Here's today's look at some of the top stories on markets and politics in Europe.

Germany and France post similar Q4 growth data.

Germany's economy expanded 0.4 percent in the fourth quarter of 2013, and France grew 0.3 percent. The same numbers were recorded in both countries for the full year. The quarterly data is ahead of some expectations, though the Bank of France did predict growth of 0.5 percent in Q4. Analysts and especially politicians are inclined to see it as evidence of a continued recovery. French Finance Minister Pierre Moscovici said the data showed the country was "back on a growth path" after flat growth in the third quarter. In fact, for both countries, especially for Germany, the paltry Q4 and full 2013 growth numbers are worrying signs of long-term stagnation. The first quarter is likely to yield similarly tepid results as a strong Euro hurts exports and near-zero inflation signifies stagnant domestic demand.

Renzi takes over as Italian prime minister.

The leadership of the Democratic Party, which heads Italy's ruling coalition, voted overwhelmingly to replace Prime Minister Enrico Letta with Florence Mayor Matteo Renzi. The 39-year-old winner promised to get Italy out of the "swamp", and some expect him to do just that, as Tony Blair once did for the U.K.: Renzi, too, has beaten back the stubborn leftists within the party. His coalition partners will probably acquiesce in his "back-door" entry for now, forgetting his earlier promises to only seek power though elections. It is dangerous, however, to put any amount of faith in an Italian government: They are fragile things, especially if they do not have massive popular support behind them.

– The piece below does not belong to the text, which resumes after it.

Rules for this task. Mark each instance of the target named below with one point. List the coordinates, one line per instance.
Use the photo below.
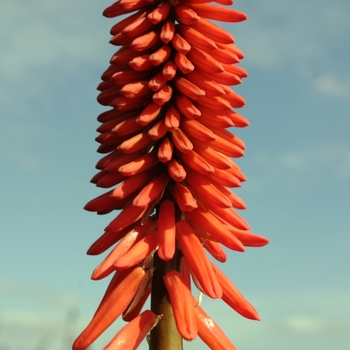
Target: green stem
(165, 335)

Turkey's trade deficit higher than expected.

Turkey said its current account deficit reached $65 billion in 2013, up from $49.5 billion the year before and close to 8 percent of the nation's gross domestic product. The deficit is increasingly covered with short-term borrowing. Turkish corporations and the public sector together have $168 billion of foreign currency debt coming due in the next 12 months, a quarter of GDP. Everybody from the U.S. Federal Reserve to the International Monetary Fund is now calling Turkey the most vulnerable of emerging markets, quite a change from the recent universal admiration for Prime Minister Recep Tayyip Erdogan's economic achievements. Continued devaluation of the lira, which has stabilized after a rate hike, looks like the only way for Erdogan's government to rebalance Turkey's trade by making imports too expensive for Turks to buy. That course, however, is no help to his political survival.

Belgium legalizes child euthanasia.

The Belgian parliament voted 86 to 44, with 12 abstentions, to approve a bill allowing euthanasia for children. The bill needs the king's signature to come into effect, a formality. Belgium will be the first nation to legalize euthanasia for all ages. A terminally ill child will be able to ask for final relief with his or her parents' content. Opposition to the bill was fierce, someone shouting "Murderers!" from the gallery. The controversial legislation, however, is an important step in giving children some say in adult matters. If they are allowed to make life and death decisions, they may in time come to be seen as more responsible in matters of family law, criminal justice and even adult politics.

Germany to scrap statute of limitations on Nazi loot.

The world-class collection of 1400 paintings and drawings found in the apartment of a quiet Munich resident, whose father had been an art dealer for the Nazis, is prompting legislative change in Germany. Under current law, the man, Cornelium Gurlitt, cannot be forced to return any of the art even if it is proven to have been looted by the Nazis: There is a 30-year statute of limitations on such crimes. Now, a bill is coming before parliament on Feb. 14 that will make it impossible to avoid restitution regardless of any time limits, but only if the person holding the Nazi-expropriated property can be proven to have acquired it "in bad faith". Generally, that will not be easy to prove, but in Gurlitt's case plenty of proof is available: His father, Hildebrand Gurlitt, knowingly traded in confiscated art, though it may be argued that he did that to save the "degenerate" works from destruction. The point of art, however, is to be seen, and before opening up Gurlitt's trove to myriad legal claims, the German authorities ought to exhibit it, perhaps making a deal with the man that might even involve a certain amount of compensation. History is never straightforward, and simply changing the law to take away the paintings is hardly the right approach.